Best Terrence Malick Impression: Ain't Them Bodies Saints
Malick's latest, the underrated To the Wonder, will be coming to theaters in April, but it's not the only Malick-like film we'll be seeing in 2013. Ain't Them Bodies Saints is a loving (and, admittedly, a bit slavish) homage to the filmmaker's poetic style. Set in Texas in what appears to be the 1970s, the movie stars Casey Affleck as a small-time crook who gets sent away for life, leaving behind his young bride (Rooney Mara) and child. But once Affleck escapes from prison, the local sheriff (Ben Foster) gets involved, although he's just as interested in the woman as he is in finding his man. Fans of Malick's Badlands and Days of Heaven will feel as if they've stepped into a stunning re-creation, but writer-director David Lowery shows real skill at conjuring up a dreamlike world in which the problems of three little people amount to a lot more than a hill of beans, becoming almost mythic tragic figures in the process.
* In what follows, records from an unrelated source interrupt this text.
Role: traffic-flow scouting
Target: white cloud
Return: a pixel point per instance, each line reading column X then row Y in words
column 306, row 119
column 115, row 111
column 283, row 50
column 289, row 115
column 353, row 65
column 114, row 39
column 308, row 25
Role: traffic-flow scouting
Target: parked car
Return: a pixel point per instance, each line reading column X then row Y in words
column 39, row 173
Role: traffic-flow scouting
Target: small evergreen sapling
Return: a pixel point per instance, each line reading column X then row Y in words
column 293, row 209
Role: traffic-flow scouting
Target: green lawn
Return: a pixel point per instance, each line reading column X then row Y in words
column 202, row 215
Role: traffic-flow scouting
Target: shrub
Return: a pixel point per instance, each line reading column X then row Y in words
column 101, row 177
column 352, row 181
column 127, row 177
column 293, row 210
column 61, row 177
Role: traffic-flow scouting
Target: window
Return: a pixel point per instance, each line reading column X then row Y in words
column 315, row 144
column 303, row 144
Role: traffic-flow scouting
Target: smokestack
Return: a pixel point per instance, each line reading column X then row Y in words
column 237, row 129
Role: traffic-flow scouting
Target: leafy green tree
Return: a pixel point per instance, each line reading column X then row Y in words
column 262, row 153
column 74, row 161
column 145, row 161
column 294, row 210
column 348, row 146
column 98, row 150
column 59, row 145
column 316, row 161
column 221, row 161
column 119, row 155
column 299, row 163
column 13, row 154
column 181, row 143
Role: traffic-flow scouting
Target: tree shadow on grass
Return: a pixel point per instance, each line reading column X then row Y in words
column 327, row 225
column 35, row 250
Best Example of Living Up to the Hype: Upstream Color
When you go almost 10 years between films—and your last one is the mind-bending Primer—it's easy for expectations to build up. Thankfully, writer-director Shane Carruth's sophomore effort, Upstream Color, survived all the buzz precisely because it's not Primer. Rather than being another time-traveling riddle, this sci-fi/thriller/sorta-horror movie/romantic drama is an exciting attempt to say something incredibly personal about the need for connection through an elaborate, complicated structure that eventually starts to make sense once we reach the end. It's almost better not to explain what the film's about, but I will say that it concerns a young woman (Amy Seimetz) who becomes a guinea pig for a bizarre con, only later falling in love with a man (Carruth) who helps her unravel exactly what had happened. The movie is heavily symbolic—in a post-screening Q&A, Carruth explained that different colors represent different themes in the story—but I was more struck by how deeply emotional Upstream Color was. Of all the expectations I had walking in to the movie, that was one I didn't imagine.
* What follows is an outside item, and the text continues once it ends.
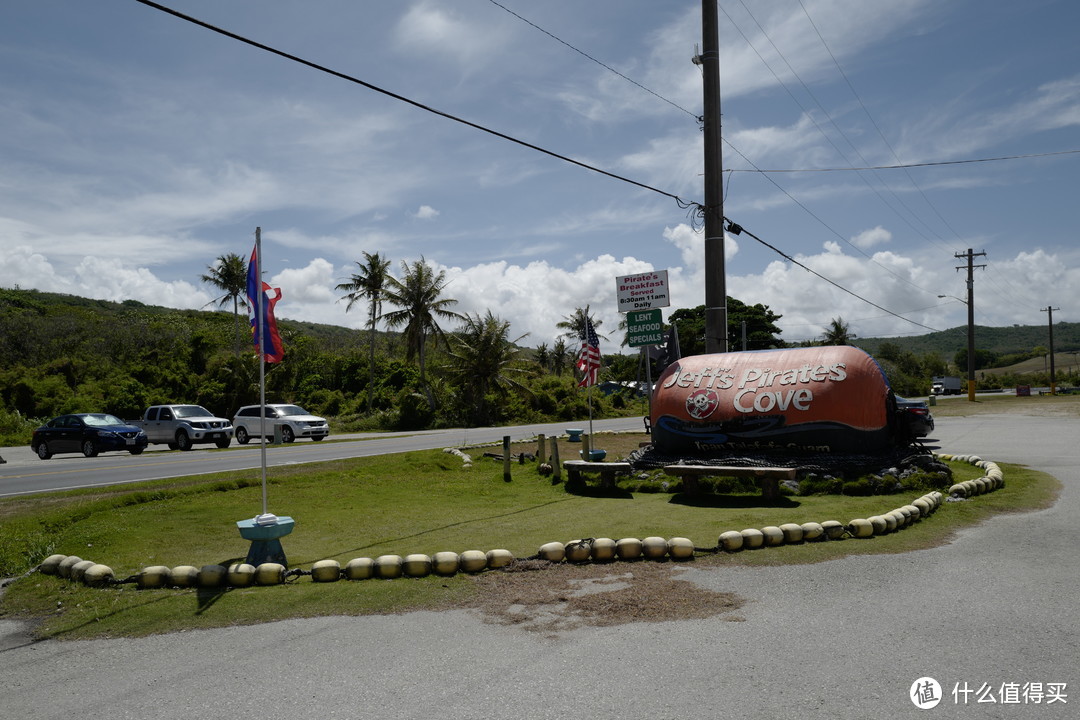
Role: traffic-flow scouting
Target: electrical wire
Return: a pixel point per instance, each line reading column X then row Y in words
column 416, row 104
Best Film: Before Midnight
After directing his first two films, Slacker and Dazed and Confused, Richard Linklater recruited rising stars Julie Delpy and Ethan Hawke for a movie about strangers who meet on a train in Europe and spontaneously decide to spend a day in Vienna together. Nobody would have imagined that that film, 1995's Before Sunrise, would end up becoming part of Linklater's greatest achievement. Eighteen years later, the third movie in the series, Before Midnight, brings us to the present to show what has happened to Celine (Delpy) and Jesse (Hawke) since 2004's Before Sunset. This new film is perhaps the least conventionally romantic of the three—there are more arguments and hard conversations than in the previous two films—but in showing how a relationship morphs from the sticky-sweet, puppy-love phase to something deeper, richer, and far more interesting, Before Midnight is incredibly insightful and moving. I can't wait to see where these two characters are in 2022.